OPEC Threats will Drive Up Gas Prices

edguess2004artThe Organization of the Petroleum Exporting Countries (OPEC) may decide to raise gas prices in the coming year due to a decrease in crude oil supply, says Dr. Peter Clark, associate professor of chemical engineering at The University of Alabama.

Clark predicts gasoline prices will remain at or above current levels throughout the winter and then increase in the summer driving season. The 2003 summer increase was driven by the crude oil shortage and low stocks of gasoline at a time of high demand.

Dr. Peter Clark
Dr. Peter Clark

“OPEC’s rationale is that the drop in the value of the dollar is lowering their revenue, so they need to increase the price of oil to make up the difference,” Clark said.

After this summer’s increase, November’s gas prices leveled off, but Clark said it is the member countries of OPEC that will continue to hurt the United States’ oil production. “We don’t have many other options, so we must pay the price if we want the gasoline products,” Clark said.

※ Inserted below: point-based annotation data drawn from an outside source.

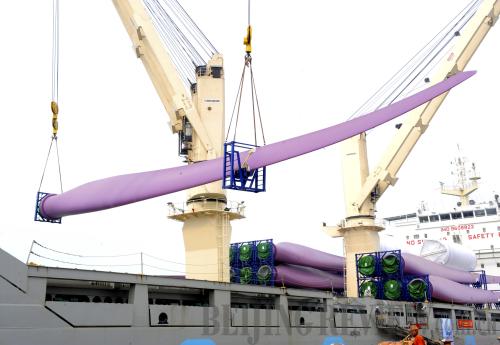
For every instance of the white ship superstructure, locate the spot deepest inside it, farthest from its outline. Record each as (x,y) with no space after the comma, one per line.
(474,225)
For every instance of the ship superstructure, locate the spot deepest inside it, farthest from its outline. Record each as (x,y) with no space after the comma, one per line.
(474,225)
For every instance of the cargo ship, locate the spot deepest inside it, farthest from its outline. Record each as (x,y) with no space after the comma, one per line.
(53,305)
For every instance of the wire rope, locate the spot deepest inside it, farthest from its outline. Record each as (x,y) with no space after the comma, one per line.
(416,66)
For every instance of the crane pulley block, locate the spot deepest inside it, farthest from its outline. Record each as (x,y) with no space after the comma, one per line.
(237,174)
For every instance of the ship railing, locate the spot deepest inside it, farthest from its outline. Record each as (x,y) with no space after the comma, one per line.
(206,205)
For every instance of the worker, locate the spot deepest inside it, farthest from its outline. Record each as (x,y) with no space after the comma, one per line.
(417,338)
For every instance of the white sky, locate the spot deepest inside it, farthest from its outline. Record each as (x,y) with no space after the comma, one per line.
(315,62)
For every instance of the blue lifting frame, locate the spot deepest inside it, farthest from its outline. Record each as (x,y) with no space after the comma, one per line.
(38,215)
(236,175)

OPEC member countries consist of 11 oil-producing and exporting countries, from Africa, Asia, the Middle East and Latin America. They respond to market fundamentals and forecast developments by coordinating their petroleum policies. If demand grows, or some oil producers are producing less oil, OPEC can increase its oil production in order to prevent a sudden rise in prices. However, since the demand is low, they have the ability to alter gasoline prices to meet their profit goals.

In addition to OPEC, Alabama is considering a gas tax. “If implemented a gas tax has the potential to make the price of gasoline higher than it ever has been in Alabama,” Clark said.